Thursday, July 28, 2011

Ocean Cooling Corrected, Again, by Rob Painting, Skeptical Science

Ocean Cooling Corrected, Again

by Rob Painting, Skeptical Science, July 28, 2011

The ongoing difficulty of accurately measuring the Earth's ocean heat content has led to premature "skeptic" claims about ocean cooling. A recent paper Von Schuckmann and Le Traon (2011) put the kibosh on ocean cooling claims. They find that from 2005 to 2010 the global oceans (10-1,500 m down) have continued to warm, although they caution that their result is based on the assumption that there are no more systematic errors in the data gathered from ARGO floats which measure ocean heat.
Figure 1. Revised estimate of global ocean heat content (10-1,500 m deep) for 2005-2010 derived from Argo measurements. The 6-year trend accounts for 0.55 ± 0.10 W/m². Error bars and trend uncertainties exclude errors induced by remaining systematic errors in the global observing system. See Von Schuckmann and Le Traon (2011).
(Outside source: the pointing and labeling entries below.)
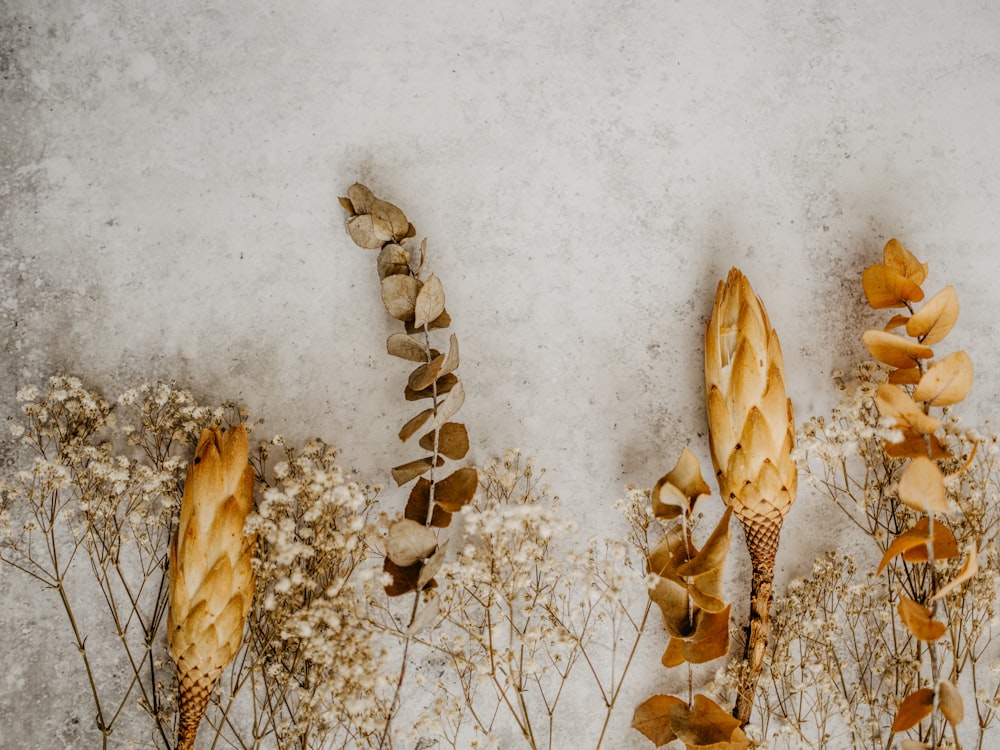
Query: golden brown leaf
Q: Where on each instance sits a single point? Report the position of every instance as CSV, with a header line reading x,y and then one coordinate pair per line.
x,y
409,541
895,404
705,726
915,707
399,295
947,381
936,318
652,718
893,349
968,570
411,427
404,580
412,469
903,262
456,490
945,545
950,702
392,260
917,619
418,502
444,385
430,302
896,321
885,287
453,440
922,486
406,347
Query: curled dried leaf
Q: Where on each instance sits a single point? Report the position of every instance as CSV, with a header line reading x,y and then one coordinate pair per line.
x,y
444,385
393,260
894,350
936,318
921,486
885,287
430,302
915,707
457,490
409,542
969,569
406,347
413,469
903,262
947,381
399,295
896,405
419,502
453,440
950,702
411,427
918,620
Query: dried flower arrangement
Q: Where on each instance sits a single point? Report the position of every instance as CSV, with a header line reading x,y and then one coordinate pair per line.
x,y
286,618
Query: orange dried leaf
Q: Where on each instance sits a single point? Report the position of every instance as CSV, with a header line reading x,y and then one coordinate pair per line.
x,y
885,287
710,639
713,555
909,376
950,702
968,570
914,444
945,545
444,384
917,619
896,321
922,486
418,502
454,491
903,262
406,347
705,726
652,718
915,707
936,318
668,501
893,349
424,376
947,381
453,440
895,404
902,544
430,302
410,428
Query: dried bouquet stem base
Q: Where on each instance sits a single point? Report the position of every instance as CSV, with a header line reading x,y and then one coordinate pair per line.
x,y
761,590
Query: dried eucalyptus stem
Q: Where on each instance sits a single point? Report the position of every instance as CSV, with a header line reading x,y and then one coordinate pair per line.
x,y
751,432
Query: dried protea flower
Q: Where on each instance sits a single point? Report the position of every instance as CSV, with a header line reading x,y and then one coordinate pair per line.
x,y
751,433
211,582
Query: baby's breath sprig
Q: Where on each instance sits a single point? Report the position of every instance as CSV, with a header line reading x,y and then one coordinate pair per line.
x,y
413,547
914,388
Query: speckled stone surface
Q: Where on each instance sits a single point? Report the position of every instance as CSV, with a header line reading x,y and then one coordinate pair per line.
x,y
585,173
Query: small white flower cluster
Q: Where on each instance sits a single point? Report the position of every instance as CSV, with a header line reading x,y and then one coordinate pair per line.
x,y
310,622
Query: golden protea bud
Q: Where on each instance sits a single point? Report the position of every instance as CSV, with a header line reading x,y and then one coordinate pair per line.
x,y
211,582
751,434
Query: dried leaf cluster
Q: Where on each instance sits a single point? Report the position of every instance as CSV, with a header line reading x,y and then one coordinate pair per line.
x,y
686,584
751,433
916,384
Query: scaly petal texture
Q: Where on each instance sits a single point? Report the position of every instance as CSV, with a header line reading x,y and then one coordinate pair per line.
x,y
751,434
211,582
750,418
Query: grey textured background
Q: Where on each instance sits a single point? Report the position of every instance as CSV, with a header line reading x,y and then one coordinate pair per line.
x,y
585,173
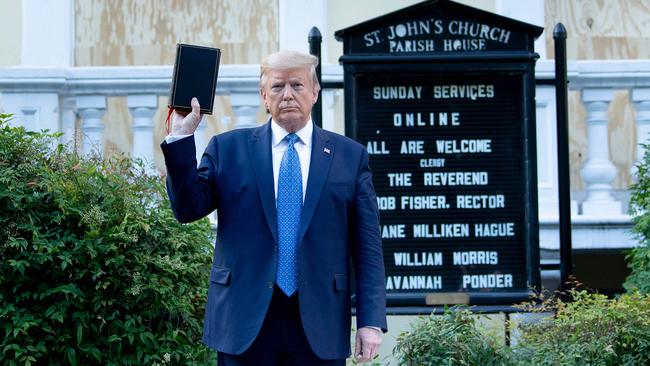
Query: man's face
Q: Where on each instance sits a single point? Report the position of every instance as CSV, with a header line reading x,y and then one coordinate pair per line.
x,y
289,95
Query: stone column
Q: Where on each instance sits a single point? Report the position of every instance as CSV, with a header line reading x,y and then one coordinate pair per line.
x,y
598,172
143,107
68,119
91,109
641,100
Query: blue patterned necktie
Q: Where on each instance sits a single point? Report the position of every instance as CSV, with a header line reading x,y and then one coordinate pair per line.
x,y
289,205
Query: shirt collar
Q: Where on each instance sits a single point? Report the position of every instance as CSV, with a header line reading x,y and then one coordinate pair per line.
x,y
278,133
The more (data), the merrier 

The ARGO float network began rollout in 2000, but prior to 2005 there wasn't sufficent global coverage, and because of this Von Schuckmann and Le Traon (2011) start their analysis from 2005 onwards. The authors found that only after November 2007 (when ARGO was 100% complete) is the ARGO network sufficiently robust to give accurate short-term trends of what they term 'global ocean indicators.' This being steric sea level changes (sea level rise from thermal expansion as the oceans warm), heat content and ocean salinity. This is probably best illustrated in the figure below, where the authors apply their method of analysis to the satellite sea surface height (SSH) data (AVISO):
Figure 2. Method validation using gridded altimeter SSH measurements (AVISO): gridded SSH during 2005–2010 has been subsampled to the Argo profile position and the simple box averaging method has been applied. Global mean SSH derived from the AVISO grid (bold line) is compared to its corresponding subsampled result.  
The two lines represent the satellite data and a subsampled set using the position of the ARGO float profiles and the authors 'box averaging' method -- a method to account for the irregular distribution of ARGO floats in the ocean, and missing and spurious (faulty) data. After 2007 (vertical dashed line), when the ARGO installation is complete, it is obvious that both sets show greater agreement. This highlights how sensitive the short-term trends are to the number of ARGO floats in the network. 

Errors reduce as the length of observation increases 

Von Schuckmann and Le Traon (2011) also estimate the errors in global trends from the period analysed and also future error uncertainty. For the 2005-2010 period the error uncertainty is ± 0.1 W/m²; quite large considering the global trend over the period is 0.55 W/m². However, after 15 years of observations the uncertainty drops considerably, down to ± 0.02 W/m². This demonstrates how longer periods of observation, along with the complete ARGO network, are critical to derive more accurate long-term ocean trends. 

Ocean warming in context

The warming trend observed is slightly smaller than that seen in Von Schuckmann (2009), where the authors measure down to ocean depths of 2,000 metres and found a warming trend of 0.77 ± 0.11 W/m². However, it completely refutes a recent (2010) skeptic paper which suggested the oceans were cooling, based on the upper ocean down to 700 m. Clearly much heat is finding its way down into deeper waters. And although small in comparison, the deep ocean is gaining heat too. 
Upper ocean warming (0-700 m) is slower than that observed during the 1990s, but the oceans are still gaining heat. Indeed, the slow-down is to be expected if recent papers on increased reflective aerosols in the atmsophere are correct

Conclusion

The ARGO network was completed in November 2007, and only since then has the network been able to provide more robust short-term trends. Over the period 2005-2010 the oceans (10-1,500 m down) have warmed 0.55 W/m², but error uncertainty is almost 20%. Uncertainty will reduce as the length of the observational record increases, but Von Schuckmann and Le Traon (2011) caution that this is provided no more systematic errors remain in the network.